O deputado estadual Goura defendeu o fortalecimento das políticas públicas para migrantes com impacto direto em Maringá, que figura entre os principais destinos da população estrangeira no Paraná. A manifestação ocorreu semana passada, durante o lançamento do Panorama Geral das Migrações no Paraná.
Segundo dados apresentados pela Secretaria de Estado da Justiça e Cidadania do Paraná (Seju), o Estado é o terceiro do país em número de entradas de migrantes e refugiados internacionais entre 2010 e 2025, com 211.580 registros, o equivalente a 9% do total nacional. No cenário estadual, Maringá aparece como o quinto principal destino, com 6.116 registros, atrás apenas de Curitiba, Foz do Iguaçu, Cascavel e São José dos Pinhais.
Para Goura, o crescimento dos fluxos migratórios exige planejamento permanente também por parte dos municípios do interior. “A gente precisa entender os fluxos migratórios como uma política permanente do Estado.

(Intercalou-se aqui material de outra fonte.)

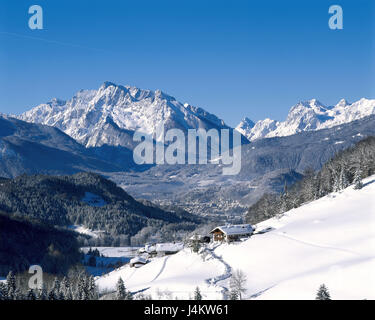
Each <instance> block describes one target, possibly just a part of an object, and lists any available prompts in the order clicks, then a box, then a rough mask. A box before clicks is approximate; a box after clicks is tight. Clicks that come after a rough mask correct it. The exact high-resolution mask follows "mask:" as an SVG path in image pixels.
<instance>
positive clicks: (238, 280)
mask: <svg viewBox="0 0 375 320" xmlns="http://www.w3.org/2000/svg"><path fill="white" fill-rule="evenodd" d="M246 281H247V279H246V275H245V273H244V272H243V271H241V270H236V271H234V272H233V274H232V277H231V278H230V282H229V287H230V290H231V292H233V293H236V294H237V295H238V299H239V300H241V299H242V294H244V293H246V291H247V289H246V286H245V285H246Z"/></svg>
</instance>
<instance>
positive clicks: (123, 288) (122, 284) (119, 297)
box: [116, 277, 127, 300]
mask: <svg viewBox="0 0 375 320" xmlns="http://www.w3.org/2000/svg"><path fill="white" fill-rule="evenodd" d="M126 295H127V294H126V288H125V284H124V280H122V278H121V277H120V278H119V279H118V281H117V284H116V298H117V300H125V298H126Z"/></svg>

Esses dados demonstram que é essencial desenvolver políticas sociais de acesso à saúde, educação e trabalho para essa população, garantindo seu direito à cidadania”, afirmou.

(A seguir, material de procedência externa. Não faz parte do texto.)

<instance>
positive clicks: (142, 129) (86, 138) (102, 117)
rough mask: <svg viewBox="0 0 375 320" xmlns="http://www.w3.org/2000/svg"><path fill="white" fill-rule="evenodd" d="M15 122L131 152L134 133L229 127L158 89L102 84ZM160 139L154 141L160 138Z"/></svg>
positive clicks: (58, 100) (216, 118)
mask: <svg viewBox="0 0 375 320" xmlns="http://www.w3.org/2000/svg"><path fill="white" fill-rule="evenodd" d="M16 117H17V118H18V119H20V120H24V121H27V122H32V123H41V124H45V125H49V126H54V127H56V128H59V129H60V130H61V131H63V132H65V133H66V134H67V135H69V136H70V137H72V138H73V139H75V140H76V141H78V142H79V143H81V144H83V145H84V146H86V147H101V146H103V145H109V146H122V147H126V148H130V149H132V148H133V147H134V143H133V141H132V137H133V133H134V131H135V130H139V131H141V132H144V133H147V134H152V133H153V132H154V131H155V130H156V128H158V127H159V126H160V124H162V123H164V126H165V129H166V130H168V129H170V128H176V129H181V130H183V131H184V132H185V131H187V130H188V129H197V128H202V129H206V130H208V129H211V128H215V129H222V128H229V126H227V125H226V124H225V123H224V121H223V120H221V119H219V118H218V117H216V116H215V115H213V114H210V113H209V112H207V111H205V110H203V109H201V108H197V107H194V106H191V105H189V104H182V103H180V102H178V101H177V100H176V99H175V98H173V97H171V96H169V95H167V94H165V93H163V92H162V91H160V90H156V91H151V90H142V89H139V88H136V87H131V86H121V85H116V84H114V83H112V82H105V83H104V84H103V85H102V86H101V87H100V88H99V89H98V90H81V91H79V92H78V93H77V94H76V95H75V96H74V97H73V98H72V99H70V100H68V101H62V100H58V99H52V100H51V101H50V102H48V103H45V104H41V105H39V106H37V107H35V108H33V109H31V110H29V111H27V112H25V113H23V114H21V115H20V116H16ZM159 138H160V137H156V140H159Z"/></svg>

O boletim aponta que, entre 2020 e 2025, o Paraná registrou aumento de 389% nas entradas internacionais, passando de 7.638 para 37.399 registros. O maior salto ocorreu entre 2020 e 2021 (124,6%), e de 2024 para 2025 o crescimento foi de 17,4%.
O secretário estadual da Justiça e Cidadania, Valdemar Bernardo Jorge, destacou que a força de trabalho migrante tem sido absorvida principalmente pelo setor de serviços, seguido pela indústria, comércio, construção civil e agropecuária.

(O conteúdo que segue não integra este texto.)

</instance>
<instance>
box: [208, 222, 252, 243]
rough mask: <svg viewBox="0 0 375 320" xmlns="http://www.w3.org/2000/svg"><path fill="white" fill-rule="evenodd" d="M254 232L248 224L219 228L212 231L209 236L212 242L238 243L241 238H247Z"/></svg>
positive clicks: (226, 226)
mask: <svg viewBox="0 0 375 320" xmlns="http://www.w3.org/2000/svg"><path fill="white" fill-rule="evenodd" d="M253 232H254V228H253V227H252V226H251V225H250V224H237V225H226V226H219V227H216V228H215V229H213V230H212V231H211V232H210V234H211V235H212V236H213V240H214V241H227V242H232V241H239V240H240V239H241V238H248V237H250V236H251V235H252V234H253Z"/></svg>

Já o superintendente-geral de Governança Migratória, Gilberto Antonio Souza Filho, afirmou que os dados demonstram saldo positivo na geração de empregos, afastando a ideia de que migrantes ocupam vagas destinadas aos trabalhadores locais. Os principais fluxos migratórios no Paraná são provenientes da Venezuela, Haiti e Paraguai, além de países como Cuba, Colômbia e Argentina.